University of California, Berkeley
Margaret Chapman is a Ph.D. candidate advised by Dr. Claire Tomlin in the Department of Electrical Engineering and Computer Sciences at the University of California Berkeley. She is grateful to have received the NSF Graduate Research Fellowship and the Berkeley Fellowship for Graduate Study. She earned her B.S. and M.S. degrees in Mechanical Engineering from Stanford University. She is particularly interested in developing decision-making algorithms that protect against rare events with applications to practical design and management of safety-critical systems. Margaret is delighted to be a Rising Stars participant this year! She plans to graduate in the spring or summer of 2020, undertake a post-doctoral position to acquire experimental training in cancer biology, and then become a professor at a research-focused university in the United States or Canada.
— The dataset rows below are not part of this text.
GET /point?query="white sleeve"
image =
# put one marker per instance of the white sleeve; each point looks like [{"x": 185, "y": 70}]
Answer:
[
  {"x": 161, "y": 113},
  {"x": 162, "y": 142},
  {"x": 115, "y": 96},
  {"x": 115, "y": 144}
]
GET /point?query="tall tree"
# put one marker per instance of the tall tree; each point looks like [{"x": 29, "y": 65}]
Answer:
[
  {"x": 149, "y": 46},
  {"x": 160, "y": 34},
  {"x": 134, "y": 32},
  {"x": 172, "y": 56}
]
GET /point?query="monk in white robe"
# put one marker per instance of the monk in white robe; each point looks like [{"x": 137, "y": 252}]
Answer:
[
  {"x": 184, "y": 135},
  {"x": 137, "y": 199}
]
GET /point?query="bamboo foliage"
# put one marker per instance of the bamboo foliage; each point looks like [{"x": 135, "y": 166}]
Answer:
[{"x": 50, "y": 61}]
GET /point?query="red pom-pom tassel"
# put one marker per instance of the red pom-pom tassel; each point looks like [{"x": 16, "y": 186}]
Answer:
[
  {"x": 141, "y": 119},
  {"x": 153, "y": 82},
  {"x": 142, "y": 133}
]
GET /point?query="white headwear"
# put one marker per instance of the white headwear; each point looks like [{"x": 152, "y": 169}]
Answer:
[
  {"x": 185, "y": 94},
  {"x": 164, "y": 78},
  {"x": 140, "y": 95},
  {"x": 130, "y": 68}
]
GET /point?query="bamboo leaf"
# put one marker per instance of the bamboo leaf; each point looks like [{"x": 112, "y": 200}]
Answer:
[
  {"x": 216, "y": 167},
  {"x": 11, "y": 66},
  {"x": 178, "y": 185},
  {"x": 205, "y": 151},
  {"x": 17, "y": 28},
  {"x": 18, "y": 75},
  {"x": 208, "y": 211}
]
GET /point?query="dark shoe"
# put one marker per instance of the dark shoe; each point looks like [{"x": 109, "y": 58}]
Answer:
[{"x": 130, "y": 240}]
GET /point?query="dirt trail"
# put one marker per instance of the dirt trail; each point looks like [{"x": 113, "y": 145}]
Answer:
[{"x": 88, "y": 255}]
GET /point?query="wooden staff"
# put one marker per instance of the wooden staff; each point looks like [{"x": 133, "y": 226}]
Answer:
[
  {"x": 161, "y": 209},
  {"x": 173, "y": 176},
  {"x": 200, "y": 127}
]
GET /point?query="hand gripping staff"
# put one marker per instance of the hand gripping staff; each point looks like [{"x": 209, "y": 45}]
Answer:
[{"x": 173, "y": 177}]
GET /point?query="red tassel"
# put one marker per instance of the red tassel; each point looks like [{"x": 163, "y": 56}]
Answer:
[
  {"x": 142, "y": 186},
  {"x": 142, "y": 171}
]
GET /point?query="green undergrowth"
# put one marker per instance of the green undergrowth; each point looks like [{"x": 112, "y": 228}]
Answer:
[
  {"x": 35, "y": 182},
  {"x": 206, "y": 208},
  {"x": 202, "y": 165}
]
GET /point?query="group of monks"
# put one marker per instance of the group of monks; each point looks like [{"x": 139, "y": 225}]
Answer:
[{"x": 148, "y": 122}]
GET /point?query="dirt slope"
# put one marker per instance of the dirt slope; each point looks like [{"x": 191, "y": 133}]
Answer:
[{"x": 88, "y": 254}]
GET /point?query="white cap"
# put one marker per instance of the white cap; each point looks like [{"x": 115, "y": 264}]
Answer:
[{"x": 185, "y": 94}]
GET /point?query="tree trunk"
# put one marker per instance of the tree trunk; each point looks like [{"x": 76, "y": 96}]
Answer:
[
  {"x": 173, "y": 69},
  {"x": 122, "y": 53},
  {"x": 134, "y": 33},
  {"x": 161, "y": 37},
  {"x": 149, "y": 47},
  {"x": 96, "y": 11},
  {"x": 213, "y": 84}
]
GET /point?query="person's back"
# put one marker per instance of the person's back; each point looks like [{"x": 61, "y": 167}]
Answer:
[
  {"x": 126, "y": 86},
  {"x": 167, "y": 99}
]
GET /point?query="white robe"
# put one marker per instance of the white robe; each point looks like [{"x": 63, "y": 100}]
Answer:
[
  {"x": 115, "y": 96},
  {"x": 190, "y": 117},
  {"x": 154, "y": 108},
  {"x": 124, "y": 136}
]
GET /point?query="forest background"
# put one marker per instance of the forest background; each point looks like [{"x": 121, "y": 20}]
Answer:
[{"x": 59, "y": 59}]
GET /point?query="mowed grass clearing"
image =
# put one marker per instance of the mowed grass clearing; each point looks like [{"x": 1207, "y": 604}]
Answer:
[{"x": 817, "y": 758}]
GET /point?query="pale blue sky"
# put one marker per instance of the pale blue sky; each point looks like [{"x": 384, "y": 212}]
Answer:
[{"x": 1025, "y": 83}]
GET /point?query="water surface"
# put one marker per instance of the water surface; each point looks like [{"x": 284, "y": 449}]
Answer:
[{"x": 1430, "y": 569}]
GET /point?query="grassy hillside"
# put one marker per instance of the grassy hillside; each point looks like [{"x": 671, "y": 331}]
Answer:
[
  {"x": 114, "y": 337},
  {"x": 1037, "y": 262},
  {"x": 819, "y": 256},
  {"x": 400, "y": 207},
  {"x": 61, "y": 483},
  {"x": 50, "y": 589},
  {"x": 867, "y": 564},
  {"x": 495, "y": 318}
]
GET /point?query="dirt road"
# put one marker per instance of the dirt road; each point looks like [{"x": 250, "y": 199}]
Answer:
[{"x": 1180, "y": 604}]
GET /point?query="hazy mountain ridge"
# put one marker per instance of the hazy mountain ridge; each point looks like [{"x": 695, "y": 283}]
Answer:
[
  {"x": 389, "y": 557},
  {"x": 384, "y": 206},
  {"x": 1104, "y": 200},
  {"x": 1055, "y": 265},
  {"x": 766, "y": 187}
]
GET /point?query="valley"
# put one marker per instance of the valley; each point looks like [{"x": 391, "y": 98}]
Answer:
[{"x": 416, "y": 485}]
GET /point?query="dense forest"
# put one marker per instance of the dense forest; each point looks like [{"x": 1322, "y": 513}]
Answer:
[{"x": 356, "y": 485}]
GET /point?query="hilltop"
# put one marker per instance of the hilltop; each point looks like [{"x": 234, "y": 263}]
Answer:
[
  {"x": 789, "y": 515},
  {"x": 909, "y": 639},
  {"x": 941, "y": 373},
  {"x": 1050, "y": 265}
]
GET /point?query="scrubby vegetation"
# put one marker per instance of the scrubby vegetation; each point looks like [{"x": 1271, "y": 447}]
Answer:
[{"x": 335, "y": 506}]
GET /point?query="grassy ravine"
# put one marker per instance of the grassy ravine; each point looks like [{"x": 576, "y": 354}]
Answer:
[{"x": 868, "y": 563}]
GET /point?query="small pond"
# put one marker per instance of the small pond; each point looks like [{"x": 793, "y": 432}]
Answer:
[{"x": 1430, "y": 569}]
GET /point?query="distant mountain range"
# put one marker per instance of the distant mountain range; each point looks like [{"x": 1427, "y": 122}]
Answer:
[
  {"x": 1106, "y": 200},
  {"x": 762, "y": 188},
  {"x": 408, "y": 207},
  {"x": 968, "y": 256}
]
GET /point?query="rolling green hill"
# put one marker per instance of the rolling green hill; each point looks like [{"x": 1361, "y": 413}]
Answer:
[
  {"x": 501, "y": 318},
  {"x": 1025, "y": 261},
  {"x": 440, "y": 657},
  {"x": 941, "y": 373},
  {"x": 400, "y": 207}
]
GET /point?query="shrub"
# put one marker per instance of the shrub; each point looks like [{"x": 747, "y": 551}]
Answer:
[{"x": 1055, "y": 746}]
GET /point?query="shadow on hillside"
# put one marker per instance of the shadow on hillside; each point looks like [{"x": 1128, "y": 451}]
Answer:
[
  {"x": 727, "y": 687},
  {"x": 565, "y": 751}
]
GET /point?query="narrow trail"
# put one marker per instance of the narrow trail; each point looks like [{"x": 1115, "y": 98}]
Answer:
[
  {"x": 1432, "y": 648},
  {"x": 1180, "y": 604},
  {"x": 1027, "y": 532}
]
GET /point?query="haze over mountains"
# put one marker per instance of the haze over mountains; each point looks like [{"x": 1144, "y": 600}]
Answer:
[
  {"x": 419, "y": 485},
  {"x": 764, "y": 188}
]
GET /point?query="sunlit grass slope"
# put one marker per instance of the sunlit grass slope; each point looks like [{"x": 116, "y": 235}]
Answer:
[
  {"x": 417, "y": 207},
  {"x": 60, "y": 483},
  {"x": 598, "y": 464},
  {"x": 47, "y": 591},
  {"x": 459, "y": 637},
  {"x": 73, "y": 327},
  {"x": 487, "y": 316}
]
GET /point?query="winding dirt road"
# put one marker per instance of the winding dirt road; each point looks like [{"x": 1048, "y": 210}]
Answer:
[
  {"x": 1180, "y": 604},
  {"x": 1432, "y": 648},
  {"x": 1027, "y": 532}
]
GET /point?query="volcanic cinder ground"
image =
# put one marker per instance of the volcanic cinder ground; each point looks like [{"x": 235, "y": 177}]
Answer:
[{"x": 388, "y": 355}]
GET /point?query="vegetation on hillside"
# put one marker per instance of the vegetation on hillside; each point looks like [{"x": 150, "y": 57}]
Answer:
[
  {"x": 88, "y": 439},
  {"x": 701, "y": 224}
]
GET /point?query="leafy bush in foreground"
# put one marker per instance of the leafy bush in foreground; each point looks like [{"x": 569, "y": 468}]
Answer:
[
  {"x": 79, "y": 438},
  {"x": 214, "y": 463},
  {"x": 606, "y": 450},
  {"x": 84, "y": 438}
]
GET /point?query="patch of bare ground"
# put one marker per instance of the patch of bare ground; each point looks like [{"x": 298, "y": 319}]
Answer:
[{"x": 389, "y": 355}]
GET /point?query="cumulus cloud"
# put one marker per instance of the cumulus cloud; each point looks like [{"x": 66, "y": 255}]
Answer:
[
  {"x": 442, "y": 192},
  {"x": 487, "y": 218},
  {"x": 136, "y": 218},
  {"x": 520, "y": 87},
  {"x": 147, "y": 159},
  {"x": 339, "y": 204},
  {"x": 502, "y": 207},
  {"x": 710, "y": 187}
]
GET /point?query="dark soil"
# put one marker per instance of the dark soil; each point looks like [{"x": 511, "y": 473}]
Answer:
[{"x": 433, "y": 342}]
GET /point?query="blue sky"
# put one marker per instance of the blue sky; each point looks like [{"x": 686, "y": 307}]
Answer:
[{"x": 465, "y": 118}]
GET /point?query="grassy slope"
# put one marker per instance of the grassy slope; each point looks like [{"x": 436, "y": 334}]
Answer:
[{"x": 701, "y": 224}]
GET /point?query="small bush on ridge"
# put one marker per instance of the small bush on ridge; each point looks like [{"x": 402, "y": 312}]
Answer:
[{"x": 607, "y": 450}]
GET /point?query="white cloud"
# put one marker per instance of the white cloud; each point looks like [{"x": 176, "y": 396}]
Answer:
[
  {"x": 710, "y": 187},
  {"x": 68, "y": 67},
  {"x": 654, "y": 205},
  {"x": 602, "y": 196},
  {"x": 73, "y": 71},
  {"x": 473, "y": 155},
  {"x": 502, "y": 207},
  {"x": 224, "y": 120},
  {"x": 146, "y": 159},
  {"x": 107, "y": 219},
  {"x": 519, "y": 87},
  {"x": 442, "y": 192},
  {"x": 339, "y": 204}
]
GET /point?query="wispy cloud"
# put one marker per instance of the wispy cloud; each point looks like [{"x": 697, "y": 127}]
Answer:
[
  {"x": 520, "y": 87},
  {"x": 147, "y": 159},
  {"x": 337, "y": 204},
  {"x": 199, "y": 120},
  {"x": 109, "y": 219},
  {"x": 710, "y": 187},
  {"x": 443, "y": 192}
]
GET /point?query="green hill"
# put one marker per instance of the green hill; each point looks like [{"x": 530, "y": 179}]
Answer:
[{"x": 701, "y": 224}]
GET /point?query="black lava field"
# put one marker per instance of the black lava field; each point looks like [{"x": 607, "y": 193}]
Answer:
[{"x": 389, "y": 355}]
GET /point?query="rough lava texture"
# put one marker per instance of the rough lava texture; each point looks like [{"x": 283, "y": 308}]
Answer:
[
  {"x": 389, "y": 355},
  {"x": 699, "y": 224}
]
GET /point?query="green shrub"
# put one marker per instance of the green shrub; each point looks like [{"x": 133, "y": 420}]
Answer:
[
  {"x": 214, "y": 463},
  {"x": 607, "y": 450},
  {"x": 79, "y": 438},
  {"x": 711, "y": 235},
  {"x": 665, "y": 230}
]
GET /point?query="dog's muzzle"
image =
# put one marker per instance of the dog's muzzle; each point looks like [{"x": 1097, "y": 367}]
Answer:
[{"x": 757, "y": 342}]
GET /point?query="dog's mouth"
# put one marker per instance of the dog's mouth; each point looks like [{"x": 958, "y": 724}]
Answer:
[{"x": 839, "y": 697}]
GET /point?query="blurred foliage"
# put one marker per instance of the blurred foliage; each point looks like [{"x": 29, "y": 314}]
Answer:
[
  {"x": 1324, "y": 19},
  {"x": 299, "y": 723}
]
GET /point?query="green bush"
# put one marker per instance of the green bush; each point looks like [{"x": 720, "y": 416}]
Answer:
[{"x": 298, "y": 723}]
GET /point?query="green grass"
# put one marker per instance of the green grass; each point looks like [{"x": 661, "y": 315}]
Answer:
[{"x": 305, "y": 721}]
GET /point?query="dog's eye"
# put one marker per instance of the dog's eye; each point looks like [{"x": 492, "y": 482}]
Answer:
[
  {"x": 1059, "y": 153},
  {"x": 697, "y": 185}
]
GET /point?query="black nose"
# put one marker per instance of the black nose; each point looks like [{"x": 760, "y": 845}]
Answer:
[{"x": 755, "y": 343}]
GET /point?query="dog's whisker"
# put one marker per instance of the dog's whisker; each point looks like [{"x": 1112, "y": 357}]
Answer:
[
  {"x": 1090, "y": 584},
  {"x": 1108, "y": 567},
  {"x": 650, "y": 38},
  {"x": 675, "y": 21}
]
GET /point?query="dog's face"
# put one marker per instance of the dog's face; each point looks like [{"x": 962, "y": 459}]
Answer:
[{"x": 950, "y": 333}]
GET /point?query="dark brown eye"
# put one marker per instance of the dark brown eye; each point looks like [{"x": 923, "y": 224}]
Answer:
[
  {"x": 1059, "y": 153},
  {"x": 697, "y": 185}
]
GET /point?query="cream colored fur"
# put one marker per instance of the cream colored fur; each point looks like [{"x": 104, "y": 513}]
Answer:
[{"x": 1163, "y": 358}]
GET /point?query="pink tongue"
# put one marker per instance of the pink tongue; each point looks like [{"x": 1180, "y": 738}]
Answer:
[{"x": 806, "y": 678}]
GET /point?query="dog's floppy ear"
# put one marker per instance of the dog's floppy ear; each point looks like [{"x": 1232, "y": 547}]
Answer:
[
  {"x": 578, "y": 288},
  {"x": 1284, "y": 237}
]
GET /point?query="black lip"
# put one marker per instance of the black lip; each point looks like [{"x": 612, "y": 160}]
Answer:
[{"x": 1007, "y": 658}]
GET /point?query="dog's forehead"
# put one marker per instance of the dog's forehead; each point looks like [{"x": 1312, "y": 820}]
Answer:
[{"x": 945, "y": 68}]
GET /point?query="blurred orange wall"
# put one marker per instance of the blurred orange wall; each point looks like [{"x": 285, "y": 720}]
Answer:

Triple-negative breast cancer (TNBC) is an especially deadly form of breast cancer that disproportionately affects younger women and women of African ancestry. In collaboration with biologists at the Oregon Health and Science University, I am using systems theory to inform the design of drug schedules for treating TNBC. Since empirical testing of all possible schedules is infeasible, it is imperative to develop quantitative tools to guide the design process. We have derived time-invariant conditions on modeling errors that guarantee cancer cell population decay under a class of tolerable drug schedules. In practice, however, such time-invariant conditions (which are standard in robust control) may be violated sometimes or unnecessarily conservative at other times. To better manage safety-critical systems, such as cancer, we require decision-making tools that protect against rare harmful outcomes under more realistic assumptions about short-term causal events. Towards this critical aim, I am developing a new safety specification approach that attains a tunable balance between robust worst-case analysis and stochastic risk-neutral analysis via risk measure theory. While risk measure theory has become well-established in operations research, it has not yet been extended to practical control or learning systems. To bridge this major gap, my future research lab will develop provably correct, scalable risk-theoretic tools for verification and control under more realistic assumptions about real-world uncertainties. Through in-lab collection of cell culture data and interdisciplinary collaborations, we will transfer these methods to safety-critical applications with deep social impact, including treatment of disease.